APRIL, when bound to heparan sulphate proteoglycans, is able to ligate TACI and activate NF-κB signaling. MMCs are capable of ligating APRIL in a manner similar to BAFF, and thereby inducing increased MMC survival, proliferation and resistance to dexamethasone.10 Moreover, serum APRIL levels are significantly elevated in patients with MM.64, 65 This provides a rationale for the development of APRIL inhibitory drugs. Indeed, as mentioned before, several anti-MM drugs, including proteasome inhibitors, IMiDs and atacicept, partly achieve their effect through the neutralization of APRIL.

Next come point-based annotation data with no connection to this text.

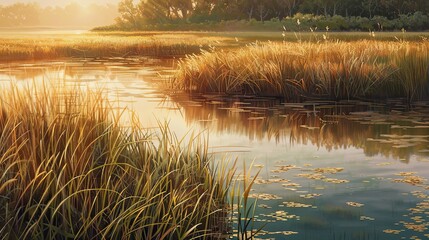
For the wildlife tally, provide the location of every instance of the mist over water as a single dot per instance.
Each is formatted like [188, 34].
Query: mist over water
[328, 170]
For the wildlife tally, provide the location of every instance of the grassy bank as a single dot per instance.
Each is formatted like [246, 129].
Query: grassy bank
[413, 22]
[54, 46]
[324, 69]
[71, 170]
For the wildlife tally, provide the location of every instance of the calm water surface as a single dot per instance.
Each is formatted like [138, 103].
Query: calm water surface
[328, 170]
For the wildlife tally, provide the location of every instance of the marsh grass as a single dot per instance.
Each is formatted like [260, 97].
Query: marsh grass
[330, 69]
[35, 47]
[71, 170]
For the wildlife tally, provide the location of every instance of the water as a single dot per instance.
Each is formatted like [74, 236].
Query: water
[327, 170]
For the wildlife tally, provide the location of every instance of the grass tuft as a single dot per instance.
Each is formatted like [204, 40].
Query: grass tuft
[332, 70]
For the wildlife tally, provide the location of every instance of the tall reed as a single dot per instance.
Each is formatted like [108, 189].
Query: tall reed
[69, 169]
[334, 70]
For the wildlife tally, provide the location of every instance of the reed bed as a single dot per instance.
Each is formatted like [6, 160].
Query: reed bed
[329, 69]
[32, 47]
[69, 169]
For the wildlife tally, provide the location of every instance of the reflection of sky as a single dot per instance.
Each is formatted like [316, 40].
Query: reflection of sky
[370, 176]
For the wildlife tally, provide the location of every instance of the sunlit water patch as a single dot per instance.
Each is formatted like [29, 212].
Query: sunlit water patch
[328, 170]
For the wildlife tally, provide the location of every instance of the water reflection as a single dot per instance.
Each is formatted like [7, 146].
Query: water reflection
[391, 129]
[329, 170]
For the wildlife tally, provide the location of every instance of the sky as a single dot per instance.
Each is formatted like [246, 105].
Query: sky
[58, 2]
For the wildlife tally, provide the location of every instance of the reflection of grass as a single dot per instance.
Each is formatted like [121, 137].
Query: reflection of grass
[69, 169]
[331, 128]
[24, 47]
[334, 70]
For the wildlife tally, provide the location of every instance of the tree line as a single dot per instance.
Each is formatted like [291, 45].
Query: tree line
[194, 11]
[71, 15]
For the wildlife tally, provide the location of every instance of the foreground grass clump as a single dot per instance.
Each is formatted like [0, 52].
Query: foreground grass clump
[34, 47]
[334, 70]
[70, 170]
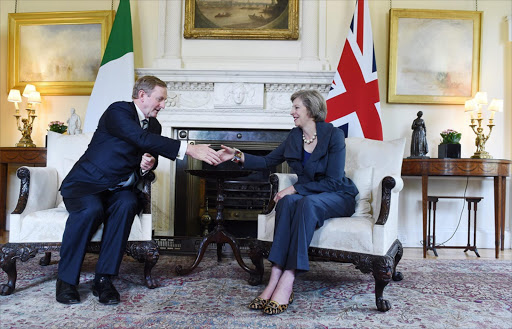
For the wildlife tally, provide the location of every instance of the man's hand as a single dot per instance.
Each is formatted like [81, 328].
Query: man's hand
[204, 153]
[147, 162]
[287, 191]
[226, 153]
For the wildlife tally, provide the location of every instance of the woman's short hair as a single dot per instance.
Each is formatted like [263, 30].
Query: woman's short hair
[146, 83]
[314, 103]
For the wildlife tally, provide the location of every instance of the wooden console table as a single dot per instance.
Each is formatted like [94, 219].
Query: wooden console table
[19, 155]
[497, 168]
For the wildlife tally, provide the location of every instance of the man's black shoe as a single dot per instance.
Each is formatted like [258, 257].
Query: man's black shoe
[66, 293]
[106, 291]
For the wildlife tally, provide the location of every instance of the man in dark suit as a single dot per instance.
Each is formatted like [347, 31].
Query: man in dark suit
[101, 187]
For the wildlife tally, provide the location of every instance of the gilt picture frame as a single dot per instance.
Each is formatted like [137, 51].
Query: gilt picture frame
[58, 52]
[434, 56]
[242, 19]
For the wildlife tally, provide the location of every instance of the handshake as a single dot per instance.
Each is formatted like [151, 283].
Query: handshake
[204, 153]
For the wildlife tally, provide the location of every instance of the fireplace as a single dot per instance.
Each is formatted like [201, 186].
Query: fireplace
[245, 198]
[255, 104]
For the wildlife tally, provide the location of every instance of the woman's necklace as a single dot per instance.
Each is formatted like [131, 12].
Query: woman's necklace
[308, 141]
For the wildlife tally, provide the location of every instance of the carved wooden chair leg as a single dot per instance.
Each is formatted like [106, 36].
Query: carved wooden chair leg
[382, 272]
[8, 264]
[219, 251]
[146, 252]
[398, 276]
[256, 255]
[46, 259]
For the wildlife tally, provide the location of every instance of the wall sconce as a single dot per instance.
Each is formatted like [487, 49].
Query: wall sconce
[475, 105]
[26, 125]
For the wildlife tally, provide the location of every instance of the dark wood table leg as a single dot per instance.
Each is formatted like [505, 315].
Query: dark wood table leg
[3, 195]
[497, 213]
[503, 203]
[424, 197]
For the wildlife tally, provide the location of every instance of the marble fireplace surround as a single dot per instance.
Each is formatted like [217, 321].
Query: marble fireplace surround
[221, 99]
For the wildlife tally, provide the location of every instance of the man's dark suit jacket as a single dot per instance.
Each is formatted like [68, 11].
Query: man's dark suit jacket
[325, 169]
[115, 151]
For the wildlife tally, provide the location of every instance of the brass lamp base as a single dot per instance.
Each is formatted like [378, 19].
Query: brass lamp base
[25, 142]
[481, 155]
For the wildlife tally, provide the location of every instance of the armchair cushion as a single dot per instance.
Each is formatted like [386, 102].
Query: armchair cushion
[43, 219]
[368, 162]
[362, 177]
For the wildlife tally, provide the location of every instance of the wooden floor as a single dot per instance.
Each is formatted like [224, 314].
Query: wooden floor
[409, 253]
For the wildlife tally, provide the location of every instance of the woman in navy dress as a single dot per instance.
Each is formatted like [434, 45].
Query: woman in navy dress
[315, 150]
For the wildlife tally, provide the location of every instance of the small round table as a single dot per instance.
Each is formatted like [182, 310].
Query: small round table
[219, 234]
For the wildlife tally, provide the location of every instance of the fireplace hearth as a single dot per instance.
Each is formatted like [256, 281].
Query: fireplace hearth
[245, 197]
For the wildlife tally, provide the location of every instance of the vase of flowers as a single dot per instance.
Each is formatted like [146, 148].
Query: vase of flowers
[56, 126]
[450, 146]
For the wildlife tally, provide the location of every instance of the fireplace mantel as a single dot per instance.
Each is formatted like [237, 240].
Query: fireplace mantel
[222, 99]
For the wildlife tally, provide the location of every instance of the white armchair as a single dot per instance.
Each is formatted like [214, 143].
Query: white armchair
[368, 239]
[38, 221]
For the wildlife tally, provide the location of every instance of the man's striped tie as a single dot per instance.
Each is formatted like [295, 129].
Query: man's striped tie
[145, 124]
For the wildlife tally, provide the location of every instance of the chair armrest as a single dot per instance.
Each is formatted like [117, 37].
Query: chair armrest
[390, 184]
[38, 189]
[278, 182]
[147, 180]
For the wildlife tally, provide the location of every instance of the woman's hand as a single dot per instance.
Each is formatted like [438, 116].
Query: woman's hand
[147, 162]
[226, 153]
[287, 191]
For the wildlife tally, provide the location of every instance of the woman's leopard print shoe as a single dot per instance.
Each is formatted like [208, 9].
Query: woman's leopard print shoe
[274, 307]
[258, 303]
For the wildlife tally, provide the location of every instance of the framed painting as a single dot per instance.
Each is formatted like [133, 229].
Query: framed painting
[434, 56]
[242, 19]
[58, 52]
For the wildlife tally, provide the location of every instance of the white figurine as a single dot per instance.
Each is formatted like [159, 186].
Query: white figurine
[74, 123]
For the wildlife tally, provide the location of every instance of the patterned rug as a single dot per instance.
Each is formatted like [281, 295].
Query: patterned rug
[433, 294]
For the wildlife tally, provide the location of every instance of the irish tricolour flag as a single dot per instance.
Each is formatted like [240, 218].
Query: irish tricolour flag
[114, 81]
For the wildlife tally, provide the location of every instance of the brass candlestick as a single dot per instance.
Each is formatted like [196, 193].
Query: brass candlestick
[25, 127]
[475, 105]
[481, 139]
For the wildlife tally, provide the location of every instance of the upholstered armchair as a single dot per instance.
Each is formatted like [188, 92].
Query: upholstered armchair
[38, 221]
[368, 239]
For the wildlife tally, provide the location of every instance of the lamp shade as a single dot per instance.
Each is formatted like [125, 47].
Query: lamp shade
[28, 89]
[496, 105]
[470, 105]
[14, 96]
[34, 97]
[481, 97]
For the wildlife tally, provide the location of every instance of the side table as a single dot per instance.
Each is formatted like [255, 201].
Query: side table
[219, 235]
[16, 155]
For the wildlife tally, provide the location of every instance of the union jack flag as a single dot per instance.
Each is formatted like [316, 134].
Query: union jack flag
[353, 102]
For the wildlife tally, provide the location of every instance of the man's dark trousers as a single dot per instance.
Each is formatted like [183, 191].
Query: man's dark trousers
[116, 210]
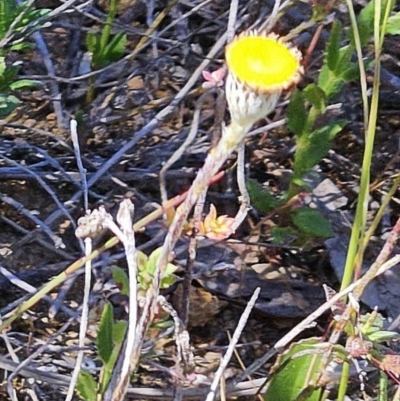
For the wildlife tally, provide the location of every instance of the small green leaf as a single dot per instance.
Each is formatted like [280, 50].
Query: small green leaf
[332, 49]
[104, 340]
[365, 22]
[316, 96]
[312, 222]
[313, 147]
[25, 83]
[294, 370]
[261, 199]
[393, 24]
[92, 42]
[121, 279]
[119, 331]
[115, 48]
[283, 235]
[8, 103]
[86, 386]
[296, 113]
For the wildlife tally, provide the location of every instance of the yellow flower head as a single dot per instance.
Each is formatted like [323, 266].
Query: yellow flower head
[260, 67]
[263, 63]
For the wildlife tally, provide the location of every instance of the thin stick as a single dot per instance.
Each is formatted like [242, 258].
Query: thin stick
[82, 171]
[309, 320]
[84, 321]
[121, 376]
[235, 338]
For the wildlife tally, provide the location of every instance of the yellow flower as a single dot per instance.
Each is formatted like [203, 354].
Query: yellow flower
[260, 67]
[263, 63]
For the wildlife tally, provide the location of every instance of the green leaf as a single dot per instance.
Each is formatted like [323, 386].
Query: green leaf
[333, 46]
[313, 147]
[119, 331]
[365, 22]
[283, 235]
[312, 222]
[8, 103]
[86, 386]
[261, 199]
[316, 96]
[292, 373]
[93, 42]
[25, 83]
[104, 340]
[296, 113]
[393, 24]
[121, 279]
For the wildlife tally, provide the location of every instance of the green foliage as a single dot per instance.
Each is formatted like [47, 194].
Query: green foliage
[110, 336]
[293, 372]
[310, 221]
[338, 67]
[8, 103]
[112, 51]
[16, 20]
[393, 24]
[306, 225]
[261, 199]
[312, 147]
[86, 386]
[147, 268]
[366, 21]
[122, 279]
[104, 47]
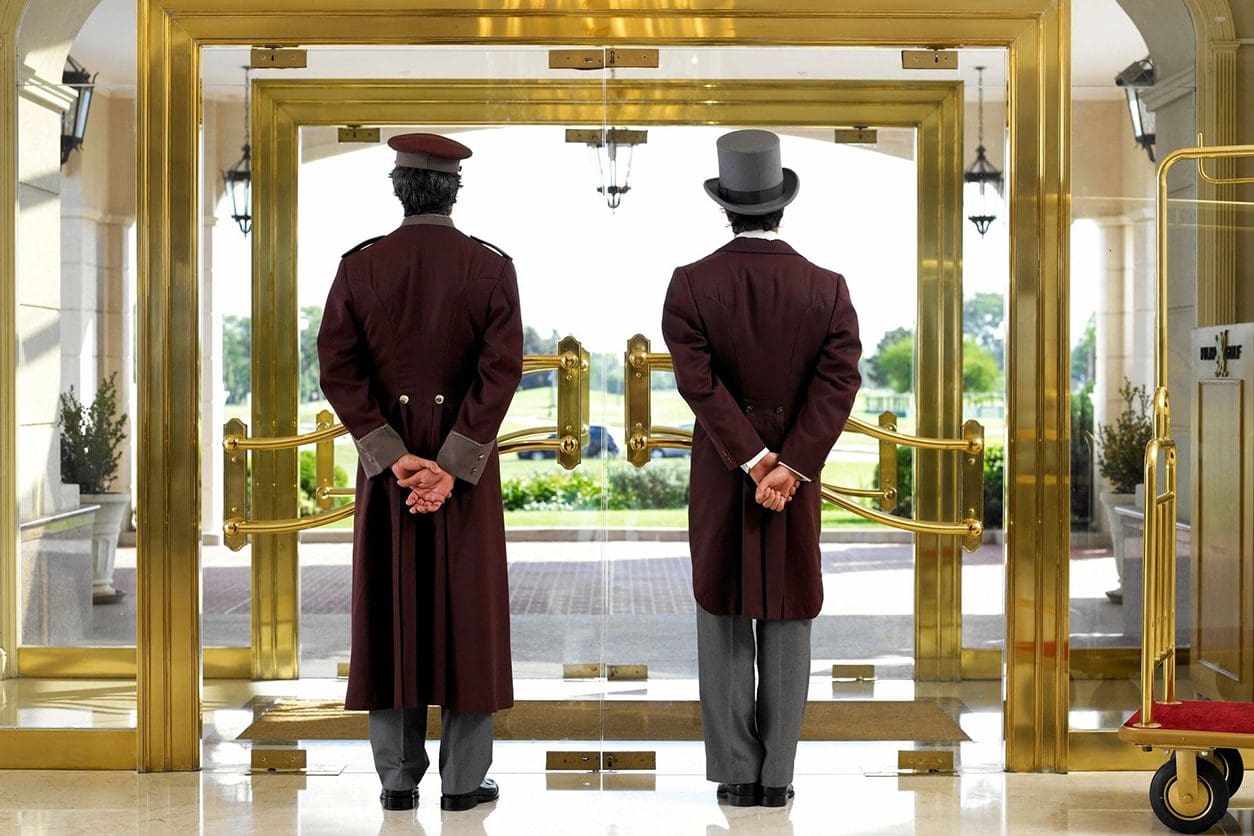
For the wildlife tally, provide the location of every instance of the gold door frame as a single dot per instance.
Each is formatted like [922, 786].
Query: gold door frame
[1037, 36]
[1036, 33]
[933, 109]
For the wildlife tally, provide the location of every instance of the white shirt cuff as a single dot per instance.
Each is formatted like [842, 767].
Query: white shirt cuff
[753, 463]
[798, 474]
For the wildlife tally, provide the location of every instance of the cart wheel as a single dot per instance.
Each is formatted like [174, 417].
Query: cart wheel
[1230, 766]
[1185, 816]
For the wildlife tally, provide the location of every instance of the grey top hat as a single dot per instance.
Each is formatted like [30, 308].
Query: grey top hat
[750, 177]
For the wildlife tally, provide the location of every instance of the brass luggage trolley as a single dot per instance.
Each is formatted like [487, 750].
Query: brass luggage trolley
[1189, 794]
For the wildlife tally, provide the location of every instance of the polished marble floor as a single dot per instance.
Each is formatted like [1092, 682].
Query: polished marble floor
[344, 804]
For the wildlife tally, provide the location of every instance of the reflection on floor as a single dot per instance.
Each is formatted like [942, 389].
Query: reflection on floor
[666, 805]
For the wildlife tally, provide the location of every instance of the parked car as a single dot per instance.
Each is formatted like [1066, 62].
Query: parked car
[672, 453]
[598, 440]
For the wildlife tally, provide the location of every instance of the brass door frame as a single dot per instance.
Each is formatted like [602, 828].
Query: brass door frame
[1037, 36]
[932, 109]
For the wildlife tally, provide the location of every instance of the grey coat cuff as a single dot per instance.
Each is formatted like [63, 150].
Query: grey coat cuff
[379, 449]
[464, 458]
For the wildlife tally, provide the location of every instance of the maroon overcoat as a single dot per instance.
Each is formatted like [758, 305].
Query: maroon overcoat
[420, 351]
[765, 349]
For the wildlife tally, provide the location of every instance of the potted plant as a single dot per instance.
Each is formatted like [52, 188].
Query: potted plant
[92, 441]
[1121, 461]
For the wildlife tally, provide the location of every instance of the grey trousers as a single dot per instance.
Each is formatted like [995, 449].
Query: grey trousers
[751, 737]
[398, 737]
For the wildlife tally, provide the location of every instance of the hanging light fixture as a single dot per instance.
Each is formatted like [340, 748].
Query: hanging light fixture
[1135, 78]
[74, 119]
[983, 179]
[238, 177]
[607, 147]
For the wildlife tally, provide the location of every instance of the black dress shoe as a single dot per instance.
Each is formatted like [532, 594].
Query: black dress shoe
[399, 799]
[487, 791]
[776, 796]
[740, 795]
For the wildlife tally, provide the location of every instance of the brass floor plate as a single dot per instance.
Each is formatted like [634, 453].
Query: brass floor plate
[926, 761]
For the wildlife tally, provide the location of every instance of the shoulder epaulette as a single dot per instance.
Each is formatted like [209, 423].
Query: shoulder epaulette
[493, 247]
[363, 246]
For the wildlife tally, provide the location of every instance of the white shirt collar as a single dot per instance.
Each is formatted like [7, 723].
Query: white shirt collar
[765, 235]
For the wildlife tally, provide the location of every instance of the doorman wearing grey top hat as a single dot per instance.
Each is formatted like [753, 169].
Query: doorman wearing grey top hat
[765, 349]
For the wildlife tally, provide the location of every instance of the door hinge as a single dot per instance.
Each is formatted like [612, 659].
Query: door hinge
[857, 135]
[598, 59]
[587, 761]
[277, 58]
[929, 59]
[356, 133]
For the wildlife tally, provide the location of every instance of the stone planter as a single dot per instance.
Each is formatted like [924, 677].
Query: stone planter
[104, 543]
[1111, 500]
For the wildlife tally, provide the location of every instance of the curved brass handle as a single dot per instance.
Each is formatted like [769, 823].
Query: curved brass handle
[238, 527]
[235, 441]
[973, 444]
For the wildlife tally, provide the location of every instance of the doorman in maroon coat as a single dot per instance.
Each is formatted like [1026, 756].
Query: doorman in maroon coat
[765, 350]
[420, 352]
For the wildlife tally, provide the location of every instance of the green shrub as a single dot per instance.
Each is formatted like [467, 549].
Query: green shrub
[662, 484]
[995, 485]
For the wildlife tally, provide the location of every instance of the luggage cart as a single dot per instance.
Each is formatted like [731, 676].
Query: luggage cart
[1189, 794]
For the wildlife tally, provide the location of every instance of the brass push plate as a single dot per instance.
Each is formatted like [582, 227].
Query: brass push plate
[277, 760]
[857, 135]
[235, 483]
[279, 59]
[597, 761]
[929, 59]
[598, 138]
[598, 59]
[583, 761]
[628, 760]
[353, 133]
[853, 672]
[926, 762]
[627, 672]
[590, 671]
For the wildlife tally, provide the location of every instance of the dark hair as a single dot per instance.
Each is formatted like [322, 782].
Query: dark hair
[425, 192]
[746, 222]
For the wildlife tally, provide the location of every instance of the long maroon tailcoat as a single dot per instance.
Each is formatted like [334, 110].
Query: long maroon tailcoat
[421, 346]
[765, 349]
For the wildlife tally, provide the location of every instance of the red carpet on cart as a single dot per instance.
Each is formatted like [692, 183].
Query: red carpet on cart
[1200, 716]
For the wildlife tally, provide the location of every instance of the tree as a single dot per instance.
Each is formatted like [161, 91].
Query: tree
[311, 321]
[1084, 356]
[893, 362]
[237, 357]
[533, 344]
[980, 370]
[982, 316]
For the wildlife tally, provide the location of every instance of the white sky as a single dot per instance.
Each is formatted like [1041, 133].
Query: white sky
[601, 275]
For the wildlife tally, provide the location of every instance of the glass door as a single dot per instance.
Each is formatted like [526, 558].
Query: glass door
[601, 603]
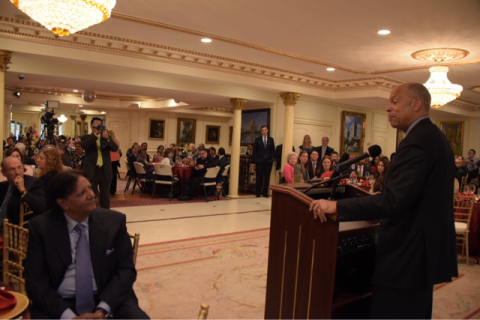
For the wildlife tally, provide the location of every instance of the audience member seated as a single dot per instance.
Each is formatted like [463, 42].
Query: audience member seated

In contrast to the crucial role of BAFF in early B-cell homeostasis, APRIL-deficient mice only exhibit impaired IgA class-switch recombination.79 For this reason, APRIL-inhibitory drugs should be less likely to cause side effects due to the disruption of B-cell homeostasis than BAFF-inhibitory drugs would. Indeed, Guadagnoli et al.80 developed hAPRIL.01A, an APRIL antagonistic mAb. Testing in models of B-cell malignancies is currently ongoing.

Conclusion

This review has evaluated the connection between BAFF and MM. Paracrine BAFF signaling, primarily through the TACI receptor, is a vital factor in the pathogenesis of early-stage BM-dependent MM. BAFF-inhibitory drugs, developed for use in auto-immune diseases, have potential benefit for the treatment of MM. Multiple BAFF-inhibitory drugs are currently in phase I or II for clinical evaluation in MM.